MacFeeters Hamilton Neuro-Oncology Program, Princess Margaret Cancer Centre, University Health Network and University of Toronto, Toronto, Ontario, Canada.
Division of Neurosurgery, Department of Surgery, University of Toronto, Toronto, Ontario, Canada.
Nat Med. 2024 Nov;30(11):3173-3183. doi: 10.1038/s41591-024-03167-4. Epub 2024 Aug 21.
Treatment of the tumor and dural margin with surgery and sometimes radiation are cornerstones of therapy for meningioma. Molecular classifications have provided insights into the biology of disease; however, response to treatment remains heterogeneous. In this study, we used retrospective data on 2,824 meningiomas, including molecular data on 1,686 tumors and 100 prospective meningiomas, from the RTOG-0539 phase 2 trial to define molecular biomarkers of treatment response. Using propensity score matching, we found that gross tumor resection was associated with longer progression-free survival (PFS) across all molecular groups and longer overall survival in proliferative meningiomas. Dural margin treatment (Simpson grade 1/2) prolonged PFS compared to no treatment (Simpson grade 3). Molecular group classification predicted response to radiotherapy, including in the RTOG-0539 cohort. We subsequently developed a molecular model to predict response to radiotherapy that discriminates outcome better than standard-of-care classification. This study highlights the potential for molecular profiling to refine surgical and radiotherapy decision-making.

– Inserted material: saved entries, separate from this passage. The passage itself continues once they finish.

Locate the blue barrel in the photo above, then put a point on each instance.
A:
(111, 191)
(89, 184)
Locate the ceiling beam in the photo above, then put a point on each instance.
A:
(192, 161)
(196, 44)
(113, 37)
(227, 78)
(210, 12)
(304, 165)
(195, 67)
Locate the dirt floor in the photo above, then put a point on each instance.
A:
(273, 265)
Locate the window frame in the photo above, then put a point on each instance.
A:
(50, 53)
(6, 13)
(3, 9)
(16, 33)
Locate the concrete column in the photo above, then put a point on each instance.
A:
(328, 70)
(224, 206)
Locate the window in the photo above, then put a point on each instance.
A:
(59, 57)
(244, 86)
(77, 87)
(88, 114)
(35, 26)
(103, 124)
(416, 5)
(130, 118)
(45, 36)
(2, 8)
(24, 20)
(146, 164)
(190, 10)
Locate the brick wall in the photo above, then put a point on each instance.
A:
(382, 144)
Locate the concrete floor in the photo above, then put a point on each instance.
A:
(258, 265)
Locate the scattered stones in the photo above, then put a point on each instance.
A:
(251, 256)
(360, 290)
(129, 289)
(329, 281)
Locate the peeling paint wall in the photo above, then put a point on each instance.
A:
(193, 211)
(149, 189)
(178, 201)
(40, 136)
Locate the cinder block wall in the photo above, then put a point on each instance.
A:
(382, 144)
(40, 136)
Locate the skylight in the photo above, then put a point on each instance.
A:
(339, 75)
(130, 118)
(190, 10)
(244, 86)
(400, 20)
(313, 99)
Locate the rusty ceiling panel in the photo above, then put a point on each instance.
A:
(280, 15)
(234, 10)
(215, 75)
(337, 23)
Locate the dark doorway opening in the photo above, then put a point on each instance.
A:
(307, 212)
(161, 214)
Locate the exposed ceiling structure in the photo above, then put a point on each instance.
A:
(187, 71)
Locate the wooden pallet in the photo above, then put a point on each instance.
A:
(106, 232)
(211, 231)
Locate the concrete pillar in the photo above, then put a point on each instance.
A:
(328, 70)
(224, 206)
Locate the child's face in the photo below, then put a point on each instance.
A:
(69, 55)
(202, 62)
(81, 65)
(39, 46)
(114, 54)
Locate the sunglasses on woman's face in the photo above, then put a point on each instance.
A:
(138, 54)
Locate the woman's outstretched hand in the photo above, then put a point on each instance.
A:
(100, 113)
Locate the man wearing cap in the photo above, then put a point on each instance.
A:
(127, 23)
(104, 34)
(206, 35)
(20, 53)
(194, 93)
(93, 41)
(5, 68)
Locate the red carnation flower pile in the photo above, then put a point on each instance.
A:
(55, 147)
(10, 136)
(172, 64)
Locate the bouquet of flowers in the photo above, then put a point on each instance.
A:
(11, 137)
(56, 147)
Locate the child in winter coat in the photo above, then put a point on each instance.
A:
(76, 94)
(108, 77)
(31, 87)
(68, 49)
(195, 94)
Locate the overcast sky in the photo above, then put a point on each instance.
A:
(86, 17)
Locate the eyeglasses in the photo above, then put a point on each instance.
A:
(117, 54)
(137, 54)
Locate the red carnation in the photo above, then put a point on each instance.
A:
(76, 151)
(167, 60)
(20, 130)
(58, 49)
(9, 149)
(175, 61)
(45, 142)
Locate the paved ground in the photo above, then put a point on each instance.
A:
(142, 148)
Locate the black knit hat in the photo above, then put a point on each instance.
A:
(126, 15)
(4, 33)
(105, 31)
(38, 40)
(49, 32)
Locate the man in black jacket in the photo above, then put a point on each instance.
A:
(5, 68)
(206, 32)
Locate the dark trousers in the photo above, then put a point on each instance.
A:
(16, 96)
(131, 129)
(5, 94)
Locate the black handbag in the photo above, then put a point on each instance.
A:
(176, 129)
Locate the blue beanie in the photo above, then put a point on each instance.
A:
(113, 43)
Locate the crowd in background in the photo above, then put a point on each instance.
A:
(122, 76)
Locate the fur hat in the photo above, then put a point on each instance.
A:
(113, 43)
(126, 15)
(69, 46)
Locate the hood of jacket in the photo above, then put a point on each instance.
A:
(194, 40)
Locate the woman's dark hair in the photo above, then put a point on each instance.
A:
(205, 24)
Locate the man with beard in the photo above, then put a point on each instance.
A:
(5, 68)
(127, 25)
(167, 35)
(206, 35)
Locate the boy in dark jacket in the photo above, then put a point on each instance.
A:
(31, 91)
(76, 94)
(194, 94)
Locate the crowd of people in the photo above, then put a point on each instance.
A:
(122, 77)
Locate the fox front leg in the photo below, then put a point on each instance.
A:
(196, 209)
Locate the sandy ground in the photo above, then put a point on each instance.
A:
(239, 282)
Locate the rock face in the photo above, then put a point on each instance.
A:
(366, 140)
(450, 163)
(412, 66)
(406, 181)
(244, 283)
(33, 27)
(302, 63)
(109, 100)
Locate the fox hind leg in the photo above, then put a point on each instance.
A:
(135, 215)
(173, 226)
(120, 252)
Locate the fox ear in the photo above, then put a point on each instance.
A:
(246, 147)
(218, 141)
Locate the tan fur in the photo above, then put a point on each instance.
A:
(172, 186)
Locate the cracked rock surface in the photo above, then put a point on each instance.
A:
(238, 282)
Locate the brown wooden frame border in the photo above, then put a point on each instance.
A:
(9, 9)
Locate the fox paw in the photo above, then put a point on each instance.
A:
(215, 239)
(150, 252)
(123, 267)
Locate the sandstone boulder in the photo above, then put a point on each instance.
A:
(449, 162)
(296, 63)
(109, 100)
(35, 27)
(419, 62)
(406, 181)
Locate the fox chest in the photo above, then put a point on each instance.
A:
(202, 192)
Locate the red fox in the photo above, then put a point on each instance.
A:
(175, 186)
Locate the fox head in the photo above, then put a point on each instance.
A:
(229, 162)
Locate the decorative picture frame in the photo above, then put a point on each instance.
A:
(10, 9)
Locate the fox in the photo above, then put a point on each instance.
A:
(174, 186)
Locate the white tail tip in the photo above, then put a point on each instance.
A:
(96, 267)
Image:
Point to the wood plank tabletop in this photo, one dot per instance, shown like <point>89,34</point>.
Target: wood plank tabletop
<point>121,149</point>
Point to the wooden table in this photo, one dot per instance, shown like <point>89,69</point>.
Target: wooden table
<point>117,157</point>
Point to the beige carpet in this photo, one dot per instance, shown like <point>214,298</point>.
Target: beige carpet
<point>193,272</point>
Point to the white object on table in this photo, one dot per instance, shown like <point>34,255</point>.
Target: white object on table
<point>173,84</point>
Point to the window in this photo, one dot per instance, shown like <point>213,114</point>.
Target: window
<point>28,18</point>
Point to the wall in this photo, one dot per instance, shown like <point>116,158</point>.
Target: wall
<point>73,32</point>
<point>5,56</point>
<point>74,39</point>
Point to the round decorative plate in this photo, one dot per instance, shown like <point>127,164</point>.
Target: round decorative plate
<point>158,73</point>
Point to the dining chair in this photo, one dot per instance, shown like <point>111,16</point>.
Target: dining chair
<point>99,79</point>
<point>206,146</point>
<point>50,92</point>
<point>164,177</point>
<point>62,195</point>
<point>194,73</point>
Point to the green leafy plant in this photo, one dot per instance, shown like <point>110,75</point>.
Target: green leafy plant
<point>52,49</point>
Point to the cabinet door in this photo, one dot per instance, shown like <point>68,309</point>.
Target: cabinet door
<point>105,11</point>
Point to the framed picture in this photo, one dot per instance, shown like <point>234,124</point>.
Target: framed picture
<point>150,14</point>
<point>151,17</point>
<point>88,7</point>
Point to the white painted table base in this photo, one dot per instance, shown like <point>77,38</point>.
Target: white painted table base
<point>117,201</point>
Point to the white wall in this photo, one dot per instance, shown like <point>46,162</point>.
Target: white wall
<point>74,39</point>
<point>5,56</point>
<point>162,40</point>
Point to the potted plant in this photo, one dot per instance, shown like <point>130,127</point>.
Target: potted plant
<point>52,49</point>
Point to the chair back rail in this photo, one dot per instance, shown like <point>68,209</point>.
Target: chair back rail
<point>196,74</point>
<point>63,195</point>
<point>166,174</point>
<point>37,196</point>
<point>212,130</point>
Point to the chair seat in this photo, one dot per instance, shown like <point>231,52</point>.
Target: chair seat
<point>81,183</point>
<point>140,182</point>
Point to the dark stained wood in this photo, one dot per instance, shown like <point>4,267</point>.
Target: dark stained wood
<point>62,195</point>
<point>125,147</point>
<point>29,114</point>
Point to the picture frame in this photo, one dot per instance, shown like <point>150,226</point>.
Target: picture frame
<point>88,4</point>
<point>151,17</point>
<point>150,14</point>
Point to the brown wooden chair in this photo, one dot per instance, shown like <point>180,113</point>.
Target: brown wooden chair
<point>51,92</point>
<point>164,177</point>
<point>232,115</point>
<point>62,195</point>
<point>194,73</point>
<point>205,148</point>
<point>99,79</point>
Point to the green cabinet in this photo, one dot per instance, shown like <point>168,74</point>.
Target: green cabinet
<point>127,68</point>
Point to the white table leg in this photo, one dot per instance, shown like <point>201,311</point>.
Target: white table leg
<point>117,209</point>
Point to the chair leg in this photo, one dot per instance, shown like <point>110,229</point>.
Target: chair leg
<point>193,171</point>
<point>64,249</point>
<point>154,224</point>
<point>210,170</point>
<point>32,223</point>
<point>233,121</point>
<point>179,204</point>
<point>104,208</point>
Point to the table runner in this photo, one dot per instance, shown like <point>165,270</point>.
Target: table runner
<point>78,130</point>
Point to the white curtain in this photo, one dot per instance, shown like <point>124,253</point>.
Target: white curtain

手术治疗肿瘤和硬脑膜边缘,有时辅以放疗,是脑膜瘤治疗的基石。分子分类为疾病生物学提供了新的认识;然而,治疗反应仍然存在异质性。在这项研究中,我们使用了 RTOG-0539 二期试验中 2824 例脑膜瘤的回顾性数据,包括 1686 例肿瘤和 100 例前瞻性脑膜瘤的分子数据,以确定治疗反应的分子生物标志物。通过倾向评分匹配,我们发现全切除肿瘤与所有分子亚组的无进展生存期(PFS)延长相关,并且在增殖性脑膜瘤中与总生存期延长相关。硬脑膜边缘治疗(Simpson 分级 1/2)与未治疗(Simpson 分级 3)相比,可延长 PFS。分子亚组分类预测了放疗反应,包括在 RTOG-0539 队列中。我们随后开发了一种分子模型来预测放疗反应,该模型比标准治疗分类更能区分预后。这项研究强调了分子分析在改进手术和放疗决策方面的潜力。